Just a couple of thoughts. Unrelated.
1. It’s fun being charismatic and commanding attention. What’s not great is when you’re around others who really desire attention. They want people to hang on their words but they aren’t charismatic. You can feel them wanting what you possess. It’s even worse when they’re in the conversation and the other person just ignores them and focuses on you. That happened on Friday night a couple of times. If I were more with it, I’d recenter the conversation to pull others back in, but it already requires so much energy just to be witty and make eye contact. I can’t do the heavy lifting for others who can’t do it for themselves. Not aaaaaaall the time at least.
I just don’t want to be resented because this happens.
2. Sometimes, and I don’t know why, I see things happening way before they’ve happened. I don’t see when or how or what it will look like. I just know that at some point it will happen. I knew I’d sleep with V two years before it happened. And now I know I’m going to sleep with someone else. I don’t know for sure, but it popped into my head not as a desire, just a realization and a resignation. I think I saw it in November 2020. Could I stop it? Not sure. I could delay it. I could submarine it. But it’s not really a big deal because it’s got nothing to do with the price of tea in China. It’ll happen and then it will have happened. As long as I know that now I don’t have to get all up in my head about it.
3. Travis says I remind him of his sister who’s an actual witch. I like teasing him the way I used to tease Adrian when he was little. But I also kiss him on the top of his head and tell him he can hit me up whenever. And I pray for him. I wouldn’t tell him that. I don’t think it would mean anything to him and it might even feel like an insult. It’s weird how I can care for someone when we’re not even very close. I just know that the night I met him my heart swelled. I hope it never feels oppressive.
As for Adrian, I’ll wait until he’s an adult and then reach out. I’ve been saying this for about five years. I’m not interfering in his life or Margot’s. If I told you how much that breaks my heart to not have him in my life it would break your heart just to hear it.
4. Last night I just chilled (sweated is more like it) with a bowl of ramen and Sam Cooke. Top Ramen with an egg whisked in at the end and some frozen veggies. I sang along. Then to Al Green and Stevie Wonder. I didn’t get to Teddy Pendergrass or Otis. But I played The Supremes…”Can’t Hurry Love” and “Love Child.” My sisters would tell you this is torture under the Geneva Convention to have to listen to me sing. But I’m paying a premium to live alone right now so it’s just me.

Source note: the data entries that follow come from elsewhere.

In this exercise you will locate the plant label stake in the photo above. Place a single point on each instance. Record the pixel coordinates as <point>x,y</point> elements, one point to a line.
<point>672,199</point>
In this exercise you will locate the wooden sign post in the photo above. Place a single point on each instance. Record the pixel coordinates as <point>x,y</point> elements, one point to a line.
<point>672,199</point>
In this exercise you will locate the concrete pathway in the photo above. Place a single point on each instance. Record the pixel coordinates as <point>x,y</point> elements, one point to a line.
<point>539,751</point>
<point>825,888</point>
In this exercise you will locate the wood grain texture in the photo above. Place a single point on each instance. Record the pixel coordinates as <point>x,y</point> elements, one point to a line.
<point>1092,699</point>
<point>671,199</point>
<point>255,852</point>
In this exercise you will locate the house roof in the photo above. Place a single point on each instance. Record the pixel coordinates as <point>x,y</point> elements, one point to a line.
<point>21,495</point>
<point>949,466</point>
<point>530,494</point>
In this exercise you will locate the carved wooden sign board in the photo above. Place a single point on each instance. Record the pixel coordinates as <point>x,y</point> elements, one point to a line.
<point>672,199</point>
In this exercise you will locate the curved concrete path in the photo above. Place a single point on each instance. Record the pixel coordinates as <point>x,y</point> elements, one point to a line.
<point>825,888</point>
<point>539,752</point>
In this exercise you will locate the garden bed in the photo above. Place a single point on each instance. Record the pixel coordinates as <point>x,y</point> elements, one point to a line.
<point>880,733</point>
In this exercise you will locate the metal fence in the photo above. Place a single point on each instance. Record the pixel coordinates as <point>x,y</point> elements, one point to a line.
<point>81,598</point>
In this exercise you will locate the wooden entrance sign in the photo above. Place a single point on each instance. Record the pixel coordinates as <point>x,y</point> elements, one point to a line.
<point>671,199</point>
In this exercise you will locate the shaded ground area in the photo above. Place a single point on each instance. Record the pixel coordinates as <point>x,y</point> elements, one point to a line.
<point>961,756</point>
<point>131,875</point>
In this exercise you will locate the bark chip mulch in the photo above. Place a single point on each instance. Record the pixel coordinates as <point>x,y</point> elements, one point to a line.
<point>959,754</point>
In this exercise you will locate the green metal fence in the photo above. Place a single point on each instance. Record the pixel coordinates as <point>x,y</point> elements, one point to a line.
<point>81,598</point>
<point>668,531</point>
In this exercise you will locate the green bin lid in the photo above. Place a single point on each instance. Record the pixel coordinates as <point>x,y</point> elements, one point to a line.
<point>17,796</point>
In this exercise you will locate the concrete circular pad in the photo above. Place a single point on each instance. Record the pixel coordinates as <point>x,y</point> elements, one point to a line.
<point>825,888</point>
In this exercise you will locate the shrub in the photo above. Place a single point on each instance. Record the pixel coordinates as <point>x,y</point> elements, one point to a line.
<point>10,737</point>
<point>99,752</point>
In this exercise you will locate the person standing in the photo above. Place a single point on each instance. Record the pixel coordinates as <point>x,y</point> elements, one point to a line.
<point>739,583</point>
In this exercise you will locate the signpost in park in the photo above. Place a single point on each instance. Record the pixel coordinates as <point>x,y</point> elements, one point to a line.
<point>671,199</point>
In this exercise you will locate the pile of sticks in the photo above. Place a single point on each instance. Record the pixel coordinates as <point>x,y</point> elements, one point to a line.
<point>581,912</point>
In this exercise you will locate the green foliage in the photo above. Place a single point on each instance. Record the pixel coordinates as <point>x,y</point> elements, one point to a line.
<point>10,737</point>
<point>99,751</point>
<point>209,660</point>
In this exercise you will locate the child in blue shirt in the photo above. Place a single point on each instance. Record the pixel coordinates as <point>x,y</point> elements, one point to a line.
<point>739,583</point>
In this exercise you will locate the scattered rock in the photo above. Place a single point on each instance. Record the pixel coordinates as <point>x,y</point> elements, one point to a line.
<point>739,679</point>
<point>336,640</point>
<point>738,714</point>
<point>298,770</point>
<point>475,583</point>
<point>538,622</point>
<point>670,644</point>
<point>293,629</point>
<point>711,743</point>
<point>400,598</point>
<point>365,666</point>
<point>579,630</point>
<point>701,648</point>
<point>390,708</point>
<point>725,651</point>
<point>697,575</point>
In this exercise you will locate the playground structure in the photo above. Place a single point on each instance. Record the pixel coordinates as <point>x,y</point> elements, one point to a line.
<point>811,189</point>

5. My birthday is in nine days. An arbitrary day but good as any other to reflect and decide what I want to take into the future with me. Mikey said he would make a lasagna (ricotta, not béchamel because we know better). There’s a 37% chance it will actually happen, but it’s nice to know he cares.
6. Emily is slogging through the Tribeca Film Festival. I get her back at the end of June. We’re going to see The Lemon Twigs at Elsewhere on August 18th.
7. Nicole is in Chicago experiencing the same things I experienced in 2017 and 2018 when I was exploring NYC. I love it. And I’m so very, very grateful that I’ve got her in my life. I hope she comes for a visit so we can riff over nachos.
8. I have to think of fun things to do with Jon when he comes to stay for two months. He got us ticket to Andy Shauf, which makes my heart swell. He’ll probably be busking or maybe not. But it should be good times.